For families in Niigata, Chubu, who have witnessed deathbed visions in their own loved ones, "Physicians' Untold Stories" provides essential validation. Dr. Kolbaba's accounts, reported by physicians rather than family members, carry an additional weight of credibilityâthese are trained medical observers describing what they witnessed in clinical settings. The book's message to Niigata's bereaved is not that they should believe in an afterlife but that what they witnessed at the bedside is consistent with a widely reported phenomenon that has been documented by credible observers. This validation, by itself, can be profoundly healing.
The local media outlets covering Niigata, Chubu, have an opportunity to share the message of "Physicians' Untold Stories" with the broader community.
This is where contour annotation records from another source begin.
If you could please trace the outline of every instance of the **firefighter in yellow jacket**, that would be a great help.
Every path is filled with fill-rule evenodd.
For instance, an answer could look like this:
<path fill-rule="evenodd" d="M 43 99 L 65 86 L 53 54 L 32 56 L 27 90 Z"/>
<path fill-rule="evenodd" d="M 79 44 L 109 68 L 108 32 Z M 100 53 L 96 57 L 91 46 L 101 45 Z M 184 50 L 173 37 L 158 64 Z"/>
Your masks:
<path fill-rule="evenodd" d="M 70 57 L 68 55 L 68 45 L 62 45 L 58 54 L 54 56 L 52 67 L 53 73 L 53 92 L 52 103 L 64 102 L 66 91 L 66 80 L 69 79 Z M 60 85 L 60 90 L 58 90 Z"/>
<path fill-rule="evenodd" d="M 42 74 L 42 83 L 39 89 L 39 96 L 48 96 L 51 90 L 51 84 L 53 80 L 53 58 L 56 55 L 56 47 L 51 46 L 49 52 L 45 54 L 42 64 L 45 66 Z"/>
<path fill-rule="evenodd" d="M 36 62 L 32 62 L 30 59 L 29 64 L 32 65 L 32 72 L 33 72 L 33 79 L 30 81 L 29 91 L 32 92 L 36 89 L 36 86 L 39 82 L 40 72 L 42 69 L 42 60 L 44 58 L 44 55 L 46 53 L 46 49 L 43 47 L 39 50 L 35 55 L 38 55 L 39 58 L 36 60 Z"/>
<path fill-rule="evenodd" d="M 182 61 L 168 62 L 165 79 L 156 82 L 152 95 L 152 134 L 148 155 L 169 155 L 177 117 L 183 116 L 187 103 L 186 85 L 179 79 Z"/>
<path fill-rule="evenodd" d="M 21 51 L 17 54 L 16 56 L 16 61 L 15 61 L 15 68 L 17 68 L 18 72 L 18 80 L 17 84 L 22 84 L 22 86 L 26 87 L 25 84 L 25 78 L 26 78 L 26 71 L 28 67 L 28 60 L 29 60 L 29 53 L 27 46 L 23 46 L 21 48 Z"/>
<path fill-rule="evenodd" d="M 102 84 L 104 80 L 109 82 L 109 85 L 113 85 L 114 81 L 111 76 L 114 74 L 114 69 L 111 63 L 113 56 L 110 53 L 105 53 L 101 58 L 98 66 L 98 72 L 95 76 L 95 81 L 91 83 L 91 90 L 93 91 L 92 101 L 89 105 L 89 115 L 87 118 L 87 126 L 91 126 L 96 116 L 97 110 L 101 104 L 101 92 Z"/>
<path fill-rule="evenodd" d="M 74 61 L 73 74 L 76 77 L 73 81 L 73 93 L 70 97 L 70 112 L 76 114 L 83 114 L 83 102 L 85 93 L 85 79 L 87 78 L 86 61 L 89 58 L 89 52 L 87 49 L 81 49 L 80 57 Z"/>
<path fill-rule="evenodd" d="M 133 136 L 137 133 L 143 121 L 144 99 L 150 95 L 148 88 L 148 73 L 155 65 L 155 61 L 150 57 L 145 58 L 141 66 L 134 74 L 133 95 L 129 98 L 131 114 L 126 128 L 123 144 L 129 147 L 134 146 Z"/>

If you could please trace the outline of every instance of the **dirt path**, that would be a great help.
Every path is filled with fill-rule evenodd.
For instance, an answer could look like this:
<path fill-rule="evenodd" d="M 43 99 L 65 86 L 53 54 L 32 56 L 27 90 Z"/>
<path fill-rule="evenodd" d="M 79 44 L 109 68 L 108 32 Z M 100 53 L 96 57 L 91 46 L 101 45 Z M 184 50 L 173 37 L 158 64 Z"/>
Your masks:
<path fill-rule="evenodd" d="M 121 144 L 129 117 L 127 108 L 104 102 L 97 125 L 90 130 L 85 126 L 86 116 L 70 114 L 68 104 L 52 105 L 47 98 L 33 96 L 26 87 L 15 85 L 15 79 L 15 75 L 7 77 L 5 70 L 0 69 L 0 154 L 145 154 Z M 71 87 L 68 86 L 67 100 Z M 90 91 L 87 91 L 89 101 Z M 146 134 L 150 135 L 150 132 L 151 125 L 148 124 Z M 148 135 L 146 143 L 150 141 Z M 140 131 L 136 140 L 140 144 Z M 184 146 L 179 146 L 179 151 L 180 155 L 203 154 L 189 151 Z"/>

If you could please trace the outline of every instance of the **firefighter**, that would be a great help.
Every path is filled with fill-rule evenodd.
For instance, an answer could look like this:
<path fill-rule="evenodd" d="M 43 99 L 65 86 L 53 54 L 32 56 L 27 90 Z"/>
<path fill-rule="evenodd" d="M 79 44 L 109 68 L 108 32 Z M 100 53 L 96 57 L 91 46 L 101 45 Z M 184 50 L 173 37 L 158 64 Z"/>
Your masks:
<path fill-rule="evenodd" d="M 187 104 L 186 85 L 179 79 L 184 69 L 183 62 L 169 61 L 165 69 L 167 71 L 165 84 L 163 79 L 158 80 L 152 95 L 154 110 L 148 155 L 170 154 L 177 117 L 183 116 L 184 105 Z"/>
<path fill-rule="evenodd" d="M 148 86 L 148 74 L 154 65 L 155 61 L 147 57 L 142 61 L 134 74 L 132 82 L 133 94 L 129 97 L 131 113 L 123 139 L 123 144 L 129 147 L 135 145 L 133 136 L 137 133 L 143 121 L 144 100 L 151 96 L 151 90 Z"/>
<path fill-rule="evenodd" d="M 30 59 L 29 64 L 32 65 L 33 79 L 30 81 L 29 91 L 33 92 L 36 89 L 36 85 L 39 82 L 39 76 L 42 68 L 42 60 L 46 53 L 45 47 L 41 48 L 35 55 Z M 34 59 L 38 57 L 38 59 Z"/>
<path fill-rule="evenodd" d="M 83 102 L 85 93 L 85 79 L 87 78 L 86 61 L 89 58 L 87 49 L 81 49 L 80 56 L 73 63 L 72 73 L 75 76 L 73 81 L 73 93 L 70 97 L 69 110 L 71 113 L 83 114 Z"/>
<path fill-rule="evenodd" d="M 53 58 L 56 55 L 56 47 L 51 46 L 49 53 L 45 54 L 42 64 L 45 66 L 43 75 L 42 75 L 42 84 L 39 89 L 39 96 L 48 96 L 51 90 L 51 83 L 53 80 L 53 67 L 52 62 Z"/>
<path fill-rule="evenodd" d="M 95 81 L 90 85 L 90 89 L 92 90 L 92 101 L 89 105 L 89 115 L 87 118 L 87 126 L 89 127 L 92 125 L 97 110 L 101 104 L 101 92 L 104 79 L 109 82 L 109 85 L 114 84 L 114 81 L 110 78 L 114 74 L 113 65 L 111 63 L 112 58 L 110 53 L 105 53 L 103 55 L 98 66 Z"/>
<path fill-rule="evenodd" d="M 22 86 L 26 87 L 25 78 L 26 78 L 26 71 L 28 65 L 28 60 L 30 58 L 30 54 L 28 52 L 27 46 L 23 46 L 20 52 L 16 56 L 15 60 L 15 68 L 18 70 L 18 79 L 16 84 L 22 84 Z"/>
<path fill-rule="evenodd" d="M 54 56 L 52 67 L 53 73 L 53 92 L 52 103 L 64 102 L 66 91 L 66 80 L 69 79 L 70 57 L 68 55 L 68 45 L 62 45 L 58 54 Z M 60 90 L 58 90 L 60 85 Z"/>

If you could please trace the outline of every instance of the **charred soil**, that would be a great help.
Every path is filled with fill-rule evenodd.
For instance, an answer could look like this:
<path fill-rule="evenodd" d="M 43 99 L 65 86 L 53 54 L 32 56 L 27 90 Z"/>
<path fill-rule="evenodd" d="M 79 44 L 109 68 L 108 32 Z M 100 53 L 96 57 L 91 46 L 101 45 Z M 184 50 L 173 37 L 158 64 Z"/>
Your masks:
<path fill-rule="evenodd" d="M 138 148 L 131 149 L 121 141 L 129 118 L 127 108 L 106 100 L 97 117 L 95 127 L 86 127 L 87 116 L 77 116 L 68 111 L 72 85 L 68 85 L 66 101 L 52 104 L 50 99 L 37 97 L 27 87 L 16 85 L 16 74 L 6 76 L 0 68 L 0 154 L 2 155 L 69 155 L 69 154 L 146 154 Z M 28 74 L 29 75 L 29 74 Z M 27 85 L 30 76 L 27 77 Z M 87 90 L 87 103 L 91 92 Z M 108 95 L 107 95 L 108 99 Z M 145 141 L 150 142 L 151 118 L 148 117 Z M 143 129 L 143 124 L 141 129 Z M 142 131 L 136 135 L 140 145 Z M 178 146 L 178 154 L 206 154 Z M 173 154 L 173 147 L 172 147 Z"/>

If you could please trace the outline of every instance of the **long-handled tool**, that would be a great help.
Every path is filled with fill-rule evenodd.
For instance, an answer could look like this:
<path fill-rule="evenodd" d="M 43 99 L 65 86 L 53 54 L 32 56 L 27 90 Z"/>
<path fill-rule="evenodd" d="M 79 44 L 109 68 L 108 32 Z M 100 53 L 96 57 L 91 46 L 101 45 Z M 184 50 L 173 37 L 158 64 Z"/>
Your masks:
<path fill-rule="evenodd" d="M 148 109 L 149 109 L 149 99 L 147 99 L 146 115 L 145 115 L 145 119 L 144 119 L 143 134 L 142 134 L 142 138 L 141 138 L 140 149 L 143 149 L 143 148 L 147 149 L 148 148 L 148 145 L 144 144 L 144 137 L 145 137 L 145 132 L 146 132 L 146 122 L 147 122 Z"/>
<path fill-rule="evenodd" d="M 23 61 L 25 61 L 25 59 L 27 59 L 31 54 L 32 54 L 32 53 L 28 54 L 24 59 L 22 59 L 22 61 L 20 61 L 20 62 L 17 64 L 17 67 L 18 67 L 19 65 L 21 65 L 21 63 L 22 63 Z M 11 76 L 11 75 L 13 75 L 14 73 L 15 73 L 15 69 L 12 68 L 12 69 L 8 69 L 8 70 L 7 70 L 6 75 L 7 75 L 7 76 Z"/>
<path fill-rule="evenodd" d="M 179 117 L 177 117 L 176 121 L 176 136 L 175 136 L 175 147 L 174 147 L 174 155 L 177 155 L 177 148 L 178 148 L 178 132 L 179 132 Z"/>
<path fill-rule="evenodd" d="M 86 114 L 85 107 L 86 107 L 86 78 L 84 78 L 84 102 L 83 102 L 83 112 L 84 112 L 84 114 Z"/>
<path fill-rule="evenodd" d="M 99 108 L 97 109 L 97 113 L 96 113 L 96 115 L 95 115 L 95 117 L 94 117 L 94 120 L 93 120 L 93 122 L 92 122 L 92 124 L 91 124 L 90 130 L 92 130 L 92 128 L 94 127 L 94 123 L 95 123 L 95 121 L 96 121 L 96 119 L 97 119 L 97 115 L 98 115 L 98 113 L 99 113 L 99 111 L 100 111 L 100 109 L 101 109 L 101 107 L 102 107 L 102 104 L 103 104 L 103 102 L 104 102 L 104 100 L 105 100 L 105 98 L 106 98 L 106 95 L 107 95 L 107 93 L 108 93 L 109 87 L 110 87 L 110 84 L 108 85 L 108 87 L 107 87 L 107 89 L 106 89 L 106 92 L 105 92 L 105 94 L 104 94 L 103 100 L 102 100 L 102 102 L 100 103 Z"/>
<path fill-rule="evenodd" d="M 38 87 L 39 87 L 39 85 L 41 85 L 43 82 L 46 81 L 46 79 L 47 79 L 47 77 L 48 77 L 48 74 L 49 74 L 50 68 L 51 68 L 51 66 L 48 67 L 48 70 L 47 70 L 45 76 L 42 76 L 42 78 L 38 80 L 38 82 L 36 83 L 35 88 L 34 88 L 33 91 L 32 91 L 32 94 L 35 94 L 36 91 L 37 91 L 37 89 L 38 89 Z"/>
Feature stories, book reviews, and interviews with local physicians who have had similar experiences can bring Dr. Kolbaba's accounts to audiences who might not otherwise encounter themâreaching people who are grieving but have not yet found the comfort they need, and introducing the broader community to the extraordinary dimensions of medicine that these accounts reveal.

How This Book Can Help You
For the spouses and families of Midwest physicians near Niigata, Chubu, this book explains something they've long sensed: that the doctor who comes home quiet after a shift is carrying more than clinical fatigue. The experiences described in these pagesâencounters with the dying, the dead, and the in-betweenâextract a spiritual toll that medical training never mentions and medical culture never addresses.


About the Author
Dr. Scott J. Kolbaba, MD is an internist at Northwestern Medicine. Mayo Clinic trained, he spent three years interviewing 200+ physicians about their most extraordinary experiences.
Medical Fact
The word "surgery" comes from the Greek "cheirourgos," meaning "hand work."